MONACO • Tennis legend Roger Federer believes it will be hard for the younger generation to emulate him and fellow veterans Rafael Nadal and Novak Djokovic in winning multiple Grand Slams.
The 36-year-old Swiss, who holds the men's all-time record of Grand Slam titles with 20, made the assessment prior to winning two Laureus awards - Comeback of the Year and Sportsman of the Year - on Tuesday. Laureus is a global movement that uses the power of sport to tackle the world's most devastating social challenges.
Federer, who missed the ATP tournament in Dubai this week to attend the awards ceremony, said the younger generation, such as Bulgarian Grigor Dimitrov and Dominic Thiem of Austria, have the ability to win a Grand Slam but 10 might be beyond them.
"It is definitely hard to see one player right now getting 10 slams," said Federer. "It is much easier to say that probably a lot of guys are going to win a slam or two but winning 10 slams is not something you can predict, people didn't predict that with me, to be honest.
"Maybe with Rafa (Nadal), with the French Open, you say yes he is going to grab a few there. Maybe he is going to win five (he already has 10 to his name) as he was an amazing junior (player) as well like Bjorn Borg, they were the best teenagers we ever had in the game."
Federer said fortunes can change with the slightest of tweaks.

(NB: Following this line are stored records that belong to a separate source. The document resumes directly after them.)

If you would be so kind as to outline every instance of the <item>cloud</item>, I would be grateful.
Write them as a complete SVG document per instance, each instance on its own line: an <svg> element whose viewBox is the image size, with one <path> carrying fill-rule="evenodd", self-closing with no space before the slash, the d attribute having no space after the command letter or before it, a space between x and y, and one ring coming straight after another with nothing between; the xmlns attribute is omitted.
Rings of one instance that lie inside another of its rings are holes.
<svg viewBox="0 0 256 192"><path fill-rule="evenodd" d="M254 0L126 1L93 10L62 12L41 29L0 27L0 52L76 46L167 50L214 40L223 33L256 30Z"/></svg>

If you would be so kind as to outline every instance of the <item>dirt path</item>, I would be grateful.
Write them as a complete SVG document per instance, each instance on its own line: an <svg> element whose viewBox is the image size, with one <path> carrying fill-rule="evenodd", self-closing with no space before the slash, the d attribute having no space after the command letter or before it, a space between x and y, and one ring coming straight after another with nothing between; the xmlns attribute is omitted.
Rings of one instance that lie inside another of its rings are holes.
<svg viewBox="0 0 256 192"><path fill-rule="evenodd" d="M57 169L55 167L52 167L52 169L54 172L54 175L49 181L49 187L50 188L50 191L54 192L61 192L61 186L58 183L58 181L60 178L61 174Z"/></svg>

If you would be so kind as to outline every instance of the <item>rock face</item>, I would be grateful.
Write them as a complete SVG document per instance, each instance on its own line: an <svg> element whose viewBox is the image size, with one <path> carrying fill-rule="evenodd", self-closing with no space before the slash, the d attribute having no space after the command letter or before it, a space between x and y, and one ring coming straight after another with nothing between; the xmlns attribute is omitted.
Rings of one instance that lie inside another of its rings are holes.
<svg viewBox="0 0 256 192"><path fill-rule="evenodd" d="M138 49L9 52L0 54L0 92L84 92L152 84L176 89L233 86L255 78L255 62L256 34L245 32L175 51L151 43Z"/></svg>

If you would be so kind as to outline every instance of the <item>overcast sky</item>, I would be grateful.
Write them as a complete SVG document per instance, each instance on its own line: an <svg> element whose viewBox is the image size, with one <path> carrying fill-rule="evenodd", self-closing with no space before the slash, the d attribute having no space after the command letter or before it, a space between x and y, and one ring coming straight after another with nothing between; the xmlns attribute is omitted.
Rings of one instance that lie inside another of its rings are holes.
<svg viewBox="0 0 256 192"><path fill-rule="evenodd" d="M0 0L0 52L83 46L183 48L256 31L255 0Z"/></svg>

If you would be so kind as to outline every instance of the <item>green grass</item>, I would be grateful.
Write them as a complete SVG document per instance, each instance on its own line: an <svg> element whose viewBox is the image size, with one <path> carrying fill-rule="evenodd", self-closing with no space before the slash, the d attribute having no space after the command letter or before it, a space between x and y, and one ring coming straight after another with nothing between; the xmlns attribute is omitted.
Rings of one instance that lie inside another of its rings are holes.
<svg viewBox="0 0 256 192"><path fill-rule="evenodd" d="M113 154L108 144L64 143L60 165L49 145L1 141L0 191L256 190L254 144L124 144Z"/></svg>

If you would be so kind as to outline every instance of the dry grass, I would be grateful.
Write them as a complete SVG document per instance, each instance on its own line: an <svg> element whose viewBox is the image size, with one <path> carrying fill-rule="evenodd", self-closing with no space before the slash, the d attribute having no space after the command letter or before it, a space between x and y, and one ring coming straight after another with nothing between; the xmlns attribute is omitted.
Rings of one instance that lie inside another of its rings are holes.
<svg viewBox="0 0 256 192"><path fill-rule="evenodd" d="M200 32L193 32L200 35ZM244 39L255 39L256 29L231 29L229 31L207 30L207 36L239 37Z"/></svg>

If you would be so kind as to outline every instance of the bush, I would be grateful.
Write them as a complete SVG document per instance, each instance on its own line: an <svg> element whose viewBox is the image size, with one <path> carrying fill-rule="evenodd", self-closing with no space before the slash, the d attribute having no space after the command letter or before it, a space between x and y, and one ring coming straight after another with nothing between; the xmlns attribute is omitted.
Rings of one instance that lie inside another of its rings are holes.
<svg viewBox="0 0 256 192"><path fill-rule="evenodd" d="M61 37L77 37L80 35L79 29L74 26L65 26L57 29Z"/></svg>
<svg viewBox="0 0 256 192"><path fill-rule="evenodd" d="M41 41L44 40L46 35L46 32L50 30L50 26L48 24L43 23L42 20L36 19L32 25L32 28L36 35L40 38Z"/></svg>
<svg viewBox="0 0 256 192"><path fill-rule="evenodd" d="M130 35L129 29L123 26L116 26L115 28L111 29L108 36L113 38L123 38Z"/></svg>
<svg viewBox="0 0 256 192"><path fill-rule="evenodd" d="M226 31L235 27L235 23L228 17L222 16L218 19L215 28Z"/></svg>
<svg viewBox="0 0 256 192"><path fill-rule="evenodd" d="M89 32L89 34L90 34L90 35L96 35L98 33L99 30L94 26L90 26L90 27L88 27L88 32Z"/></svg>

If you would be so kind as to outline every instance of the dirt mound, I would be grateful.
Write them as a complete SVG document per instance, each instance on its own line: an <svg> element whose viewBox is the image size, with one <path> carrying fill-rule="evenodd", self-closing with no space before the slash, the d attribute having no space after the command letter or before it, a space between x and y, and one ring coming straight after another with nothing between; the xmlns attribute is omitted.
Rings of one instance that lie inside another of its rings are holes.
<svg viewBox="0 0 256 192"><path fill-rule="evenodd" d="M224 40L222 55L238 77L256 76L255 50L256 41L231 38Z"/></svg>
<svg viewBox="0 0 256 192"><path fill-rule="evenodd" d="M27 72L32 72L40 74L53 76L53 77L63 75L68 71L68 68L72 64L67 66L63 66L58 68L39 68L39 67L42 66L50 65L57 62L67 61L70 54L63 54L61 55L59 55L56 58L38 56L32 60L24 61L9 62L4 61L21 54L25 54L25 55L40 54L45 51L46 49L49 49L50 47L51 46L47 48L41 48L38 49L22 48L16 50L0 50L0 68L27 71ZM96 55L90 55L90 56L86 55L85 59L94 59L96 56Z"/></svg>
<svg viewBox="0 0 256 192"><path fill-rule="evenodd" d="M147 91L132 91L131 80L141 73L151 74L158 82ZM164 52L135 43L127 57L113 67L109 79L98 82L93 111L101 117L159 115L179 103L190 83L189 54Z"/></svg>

"Once you get rolling like Novak and I did, all of a sudden you don't look back, then a few years later you do look back and you have eight or 10 Grand Slam titles, it's crazy," said Federer, the oldest world No. 1 in ATP history.
"Confidence and momentum are a big thing. When you unlock your game through success or a coach explains the one ingredient that is missing, then that can change things."
Federer, however, believes the sport will not suffer once the likes of him, 16-time Major winner Nadal, 12-time Grand Slam champion Djokovic, and Andy Murray finally hang up their rackets.
"The game of tennis always has a way of producing champions and the future has never worried me," he said. "Someone will follow in our footsteps and be a champion.
"We are a shadow over the game, the top guys, and clearly we don't allow them (the younger ones) to completely flourish but, once we are gone, I think it will still be very, very exciting."
Federer, who says his lighter tournament schedule keeps him hungry and motivated, urged two-time Wimbledon champion Murray not to rush back to competition following hip surgery in January.
"What I learnt is just be patient when you are hurt, only come back when you are 100 per cent, not 92 per cent," said Federer, who will decide whether to play the French Open after the Indian Wells tournament this month.
"I've come to realise it is better to wait. If you are hurt or struggling in a tournament, no one knows so that is okay but, if people know you have had a problem, it is better to wait it out and train really hard to get back at 100 per cent."
Federer also paid tribute to long-time rival and friend Nadal, saying: "To my rival Rafa, I wanted to just give a shoutout to him. He had an unbelievable year himself.
"We had a great battle and it's because of a guy like him, I feel like I've become a better player as well.
"He could very well be here as well and standing here with this award. He's an incredible player, incredible friend, an incredible athlete."